Info on the raymond.cc Site says an unnecessary “port” is opened on
your computer that malware could come through and AFTER Bonjour is
completely removed, that “port” is closed .
As a fellow Sygate User, I hope you have set it up according to the Advice at
www.kotiposti.net/string/SPF_eng/SPFGuide.html !?
Thanks so much for your help!
I have microsoft office outlook. I deleted the email, then emptied the deleted items bin and ran Avast and it no longer shows the Win32:Zbot-BEJ. Can you get an infection from an unopened email? Anyway I will keep a close eye on things and follow your advise about Bonjour. You guys rock!
Hello badgerdog,
Yes it can come via an e-mail,
http://www.malwarelist.org/startup/scheda.asp?num=4287
Il trojan arriva con un email relativo ad una spedizione UPS con oggetto “You Tracking # 827527185” con allegato il UPSINVOICE_866182.ZIP.
Il file file zip contiene il seguente file eseguibile: UPSINVOICE_866182.exe, se eseguito instalerà il file Twext.exe
The trojan comes with an email for a postal package from UPS with the subject “You Tracking # 827527185” with the attached UPSINVOICE_866182.ZIP.
The file zip file contains the following executable file: UPSINVOICE_866182.exe, if executed installs Twext.exe
It is a malicious tracking number spam e-mail with the UPS tracking number trojan attached,
polonus
Short answer:
Anything is possible.
Longer answer:
Don’t have the Preview pane open in youe Outlook as that would effectively be enough for things in the email to be opened (not attachments)

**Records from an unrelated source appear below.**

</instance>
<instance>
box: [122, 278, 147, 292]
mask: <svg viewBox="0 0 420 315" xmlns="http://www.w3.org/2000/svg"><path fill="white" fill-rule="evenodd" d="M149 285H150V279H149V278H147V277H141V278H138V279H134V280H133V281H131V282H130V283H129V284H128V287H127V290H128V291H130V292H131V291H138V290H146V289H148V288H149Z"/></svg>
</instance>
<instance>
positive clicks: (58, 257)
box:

Most email infections come by attachment and you would have to open that attachment, what ever you do never open an attachment directly from an email even if you think it is OK (bad habit to get into). Always save the attachment to you hard disk, that way avast should have a crack at scanning new files.
There are some emails that have iframes in them and they can be very powerful, commonly in emails this is used by some to load adverts, but they can also run malicious scripts from the internet. Thankfully if you receive an email with an iFrame in it avast normally alerts, calling it suspicious, mainly because the iFrame is more used on web pages but can be used in HTML emails too and they are very powerful.